Mesele Hanefî mezhebine göre böyle iken, diğer 3 mezhebe göre, kaza namazı olan bir kimsenin nafile namazları ile meşgul olması, sünnet kılması uygun değil, haramdır.

Mâlikî mezhebine göre; üzerinde kaza namazı bulunan bir kimsein nafile namazı kılması haramdır. Ancak beş vakit namazların sünnetleri ile tahiyyetü’l-mescidin kılınabileceğine dair ruhsat vardır. Bunların dışında örneğin, teravih namazı ile meşgul olunduğu takdirde sevap alınsa da, kaza namazı geriye bırakıldığı için günah işlenmiş olur.

Şâfiî mezhebine göre de, üzerinde kaza namazı borcu olan bir insanın, bu namazları kılıp, borcundan kurtuluncaya kadar gerek beş vakit namazların sünnetlerini, gerekse diğer nafileleri kılması mekruhtur. Zira bir an evvel kazaların kılınıp bitirilmesi gerekir.
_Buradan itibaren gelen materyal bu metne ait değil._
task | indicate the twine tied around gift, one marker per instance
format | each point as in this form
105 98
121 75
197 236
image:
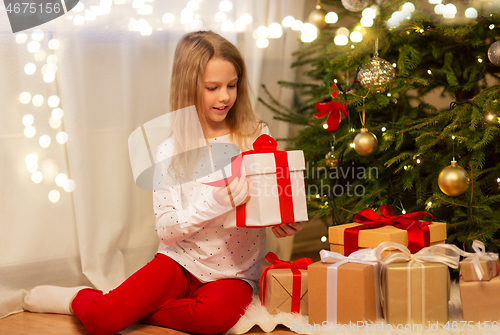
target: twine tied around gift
364 256
295 267
478 255
446 254
418 231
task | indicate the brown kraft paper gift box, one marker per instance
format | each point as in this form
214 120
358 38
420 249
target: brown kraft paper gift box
371 238
278 290
468 273
356 298
480 299
429 293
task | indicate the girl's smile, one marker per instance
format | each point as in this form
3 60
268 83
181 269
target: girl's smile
220 80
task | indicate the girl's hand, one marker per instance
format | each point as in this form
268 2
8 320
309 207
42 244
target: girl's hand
287 229
237 191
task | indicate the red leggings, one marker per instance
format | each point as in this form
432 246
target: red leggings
163 293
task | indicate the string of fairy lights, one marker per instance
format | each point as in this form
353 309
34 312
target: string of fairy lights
192 17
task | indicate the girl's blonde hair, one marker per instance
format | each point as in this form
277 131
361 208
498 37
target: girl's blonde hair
192 54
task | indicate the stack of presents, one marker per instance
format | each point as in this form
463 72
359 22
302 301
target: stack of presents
381 266
384 266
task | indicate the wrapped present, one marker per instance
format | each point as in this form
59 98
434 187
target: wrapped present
415 288
283 285
480 265
480 299
276 185
371 229
344 289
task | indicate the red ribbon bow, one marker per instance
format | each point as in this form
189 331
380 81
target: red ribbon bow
264 144
277 263
418 231
333 109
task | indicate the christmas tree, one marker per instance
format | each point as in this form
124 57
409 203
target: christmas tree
412 50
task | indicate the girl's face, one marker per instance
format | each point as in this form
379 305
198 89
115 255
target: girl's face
219 93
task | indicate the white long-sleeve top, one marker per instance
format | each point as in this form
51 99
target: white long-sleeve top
190 224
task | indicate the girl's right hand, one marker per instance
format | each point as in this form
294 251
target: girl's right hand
237 191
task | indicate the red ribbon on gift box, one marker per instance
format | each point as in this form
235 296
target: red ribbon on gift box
418 231
277 263
264 144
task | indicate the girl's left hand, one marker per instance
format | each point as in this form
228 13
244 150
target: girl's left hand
287 229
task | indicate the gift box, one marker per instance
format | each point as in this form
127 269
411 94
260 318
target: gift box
343 292
284 285
415 289
421 298
480 265
489 267
386 227
276 186
480 299
371 238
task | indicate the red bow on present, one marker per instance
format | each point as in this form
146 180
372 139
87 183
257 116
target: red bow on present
264 144
333 109
418 231
277 263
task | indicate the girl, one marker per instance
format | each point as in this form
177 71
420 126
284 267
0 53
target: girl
202 277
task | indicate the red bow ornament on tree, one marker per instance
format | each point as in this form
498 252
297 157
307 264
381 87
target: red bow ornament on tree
333 109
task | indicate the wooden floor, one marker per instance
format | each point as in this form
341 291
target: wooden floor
55 324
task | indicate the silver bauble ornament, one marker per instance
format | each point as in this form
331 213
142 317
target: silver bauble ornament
355 5
377 75
494 53
331 160
365 143
317 17
453 180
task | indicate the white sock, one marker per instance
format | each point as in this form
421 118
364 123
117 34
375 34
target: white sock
50 299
Hanbelî mezhebine göre ise, üzerinde kaza namazı olan bir kimsenin nafile ile meşgul olması haramdır. Yalnız vitir ile beş vakit namazın sünnetlerini kılması caizdir. Fakat, kazaları çoksa bunları da kılmayarak kaza namazlarıyla meşgul olması daha iyidir. Yalnız sabah namazının sünneti bundan hariçtir, onu kılmak gerekir.2
Sonuç olarak; kaza namazları fazla olan Hanefîlerin, sünnetleri terk ederek kaza namazı kılmalarında bir mes’uliyet olduğu söylenemez. İster vakit namazlarının, gerekse diğer nafilelerin yerine kaza namazının kılınmasının uygun veya evlâ olmaması demek, "Sünnet yerine kaza kılmak caiz değildir." anlamına gelmez.
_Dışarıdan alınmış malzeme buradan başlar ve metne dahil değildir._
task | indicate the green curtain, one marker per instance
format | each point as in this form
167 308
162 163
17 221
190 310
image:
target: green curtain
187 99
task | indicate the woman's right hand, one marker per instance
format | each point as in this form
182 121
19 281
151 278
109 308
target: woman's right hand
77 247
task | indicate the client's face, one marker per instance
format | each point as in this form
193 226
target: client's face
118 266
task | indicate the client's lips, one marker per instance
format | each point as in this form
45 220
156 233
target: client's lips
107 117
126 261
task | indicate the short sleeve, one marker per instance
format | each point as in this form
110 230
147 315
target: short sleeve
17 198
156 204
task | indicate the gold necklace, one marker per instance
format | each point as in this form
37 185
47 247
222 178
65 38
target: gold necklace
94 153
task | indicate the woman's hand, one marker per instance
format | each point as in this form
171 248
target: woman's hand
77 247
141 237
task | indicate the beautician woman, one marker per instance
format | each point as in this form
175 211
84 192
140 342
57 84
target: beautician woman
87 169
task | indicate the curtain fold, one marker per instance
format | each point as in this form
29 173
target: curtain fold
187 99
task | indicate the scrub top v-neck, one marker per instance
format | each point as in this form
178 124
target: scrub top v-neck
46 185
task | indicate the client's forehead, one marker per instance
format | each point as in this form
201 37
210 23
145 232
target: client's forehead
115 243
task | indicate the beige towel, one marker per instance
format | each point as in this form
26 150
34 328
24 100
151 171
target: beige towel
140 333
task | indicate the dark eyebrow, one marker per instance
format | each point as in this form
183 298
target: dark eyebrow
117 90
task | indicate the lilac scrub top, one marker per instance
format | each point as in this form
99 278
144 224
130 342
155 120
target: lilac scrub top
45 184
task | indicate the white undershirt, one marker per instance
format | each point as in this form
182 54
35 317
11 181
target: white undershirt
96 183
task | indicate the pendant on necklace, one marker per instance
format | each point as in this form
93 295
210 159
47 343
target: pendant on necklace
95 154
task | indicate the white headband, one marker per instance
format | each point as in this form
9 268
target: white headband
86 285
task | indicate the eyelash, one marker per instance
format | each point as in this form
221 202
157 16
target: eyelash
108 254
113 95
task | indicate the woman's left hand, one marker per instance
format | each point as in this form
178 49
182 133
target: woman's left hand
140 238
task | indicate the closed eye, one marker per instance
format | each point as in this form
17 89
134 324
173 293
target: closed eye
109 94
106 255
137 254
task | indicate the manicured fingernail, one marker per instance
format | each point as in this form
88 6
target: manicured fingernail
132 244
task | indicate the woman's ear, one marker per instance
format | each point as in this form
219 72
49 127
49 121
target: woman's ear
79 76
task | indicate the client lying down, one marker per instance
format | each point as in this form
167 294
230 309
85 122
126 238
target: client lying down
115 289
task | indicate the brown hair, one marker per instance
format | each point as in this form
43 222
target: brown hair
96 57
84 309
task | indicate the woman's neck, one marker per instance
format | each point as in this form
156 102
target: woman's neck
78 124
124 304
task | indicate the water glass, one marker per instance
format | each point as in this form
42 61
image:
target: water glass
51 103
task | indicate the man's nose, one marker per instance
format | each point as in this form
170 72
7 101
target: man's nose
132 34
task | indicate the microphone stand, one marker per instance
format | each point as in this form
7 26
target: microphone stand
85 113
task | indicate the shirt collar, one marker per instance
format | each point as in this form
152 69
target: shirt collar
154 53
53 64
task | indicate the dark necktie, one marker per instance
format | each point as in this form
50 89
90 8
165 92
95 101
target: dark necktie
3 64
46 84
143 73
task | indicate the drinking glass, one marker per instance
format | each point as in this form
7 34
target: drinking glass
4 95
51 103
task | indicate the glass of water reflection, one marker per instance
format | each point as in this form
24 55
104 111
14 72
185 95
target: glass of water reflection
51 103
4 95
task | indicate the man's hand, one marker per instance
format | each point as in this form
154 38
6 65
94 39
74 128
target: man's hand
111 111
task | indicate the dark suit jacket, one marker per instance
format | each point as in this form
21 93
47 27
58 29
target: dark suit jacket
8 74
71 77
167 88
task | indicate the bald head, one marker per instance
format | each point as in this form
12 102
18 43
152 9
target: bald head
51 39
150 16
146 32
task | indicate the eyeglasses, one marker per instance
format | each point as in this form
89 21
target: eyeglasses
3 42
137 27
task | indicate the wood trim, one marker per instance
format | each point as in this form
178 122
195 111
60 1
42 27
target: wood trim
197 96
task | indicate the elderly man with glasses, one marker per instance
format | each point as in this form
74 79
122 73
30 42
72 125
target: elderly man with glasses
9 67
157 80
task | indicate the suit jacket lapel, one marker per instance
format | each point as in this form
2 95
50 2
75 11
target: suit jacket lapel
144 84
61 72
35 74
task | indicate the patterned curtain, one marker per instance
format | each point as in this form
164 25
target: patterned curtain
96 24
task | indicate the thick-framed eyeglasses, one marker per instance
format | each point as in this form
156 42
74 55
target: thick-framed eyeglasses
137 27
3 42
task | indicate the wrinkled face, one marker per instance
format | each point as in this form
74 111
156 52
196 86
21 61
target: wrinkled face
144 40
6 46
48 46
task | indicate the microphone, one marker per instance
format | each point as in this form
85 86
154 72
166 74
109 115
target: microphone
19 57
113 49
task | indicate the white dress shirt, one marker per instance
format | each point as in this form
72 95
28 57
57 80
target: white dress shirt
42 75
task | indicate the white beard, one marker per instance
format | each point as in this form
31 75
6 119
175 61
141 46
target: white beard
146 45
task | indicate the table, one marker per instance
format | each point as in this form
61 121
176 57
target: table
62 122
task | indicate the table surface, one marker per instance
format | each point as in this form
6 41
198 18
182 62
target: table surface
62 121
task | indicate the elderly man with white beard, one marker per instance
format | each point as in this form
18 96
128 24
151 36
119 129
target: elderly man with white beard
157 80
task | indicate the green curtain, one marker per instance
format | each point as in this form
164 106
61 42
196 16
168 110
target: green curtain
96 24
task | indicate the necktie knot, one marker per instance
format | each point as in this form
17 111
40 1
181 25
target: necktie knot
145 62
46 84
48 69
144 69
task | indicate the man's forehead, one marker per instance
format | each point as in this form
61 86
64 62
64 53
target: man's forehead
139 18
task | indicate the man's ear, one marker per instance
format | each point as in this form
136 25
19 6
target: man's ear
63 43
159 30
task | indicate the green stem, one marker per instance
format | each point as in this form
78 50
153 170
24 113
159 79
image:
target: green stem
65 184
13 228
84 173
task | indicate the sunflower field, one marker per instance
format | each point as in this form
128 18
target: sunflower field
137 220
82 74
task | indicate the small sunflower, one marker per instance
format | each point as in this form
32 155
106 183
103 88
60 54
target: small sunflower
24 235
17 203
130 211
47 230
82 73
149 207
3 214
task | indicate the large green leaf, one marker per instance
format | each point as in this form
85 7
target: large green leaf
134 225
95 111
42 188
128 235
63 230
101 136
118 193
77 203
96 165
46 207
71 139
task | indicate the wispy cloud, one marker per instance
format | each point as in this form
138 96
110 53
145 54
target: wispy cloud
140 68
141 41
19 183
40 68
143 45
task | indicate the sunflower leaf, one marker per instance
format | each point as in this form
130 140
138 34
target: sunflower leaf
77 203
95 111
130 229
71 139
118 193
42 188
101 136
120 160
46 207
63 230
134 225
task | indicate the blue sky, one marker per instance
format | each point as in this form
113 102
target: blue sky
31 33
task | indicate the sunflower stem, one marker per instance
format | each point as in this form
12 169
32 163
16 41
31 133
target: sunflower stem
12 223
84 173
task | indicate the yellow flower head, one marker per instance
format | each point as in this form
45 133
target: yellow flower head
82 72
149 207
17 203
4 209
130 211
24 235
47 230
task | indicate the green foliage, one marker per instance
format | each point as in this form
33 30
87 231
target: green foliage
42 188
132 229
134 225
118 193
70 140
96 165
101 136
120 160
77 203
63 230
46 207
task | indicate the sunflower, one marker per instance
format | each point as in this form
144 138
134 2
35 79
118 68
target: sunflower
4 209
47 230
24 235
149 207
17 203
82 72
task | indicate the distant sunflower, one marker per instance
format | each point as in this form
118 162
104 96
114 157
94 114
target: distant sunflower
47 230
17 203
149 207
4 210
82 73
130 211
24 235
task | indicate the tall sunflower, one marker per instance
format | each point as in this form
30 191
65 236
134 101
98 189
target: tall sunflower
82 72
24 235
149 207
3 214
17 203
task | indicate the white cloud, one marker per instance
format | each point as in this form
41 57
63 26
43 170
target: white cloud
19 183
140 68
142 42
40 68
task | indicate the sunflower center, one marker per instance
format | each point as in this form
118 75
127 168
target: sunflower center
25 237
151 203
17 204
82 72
Yalnız bununla beraber kaza namazları fazla olmayan kimseler ise, her farzdan sonra bir vakit kazâ namazı kılmayı alışkanlık haline getirirlerse güzel bir âdeti devam ettirmiş olurlar. Dahası Cenab-ı Allah'ın mahşer günü eksik gelen farz namazları sünnetlerle tamamlayacağı hususunda rivayetler bulunduğunu da hatırdan çıkarmamak gerekir.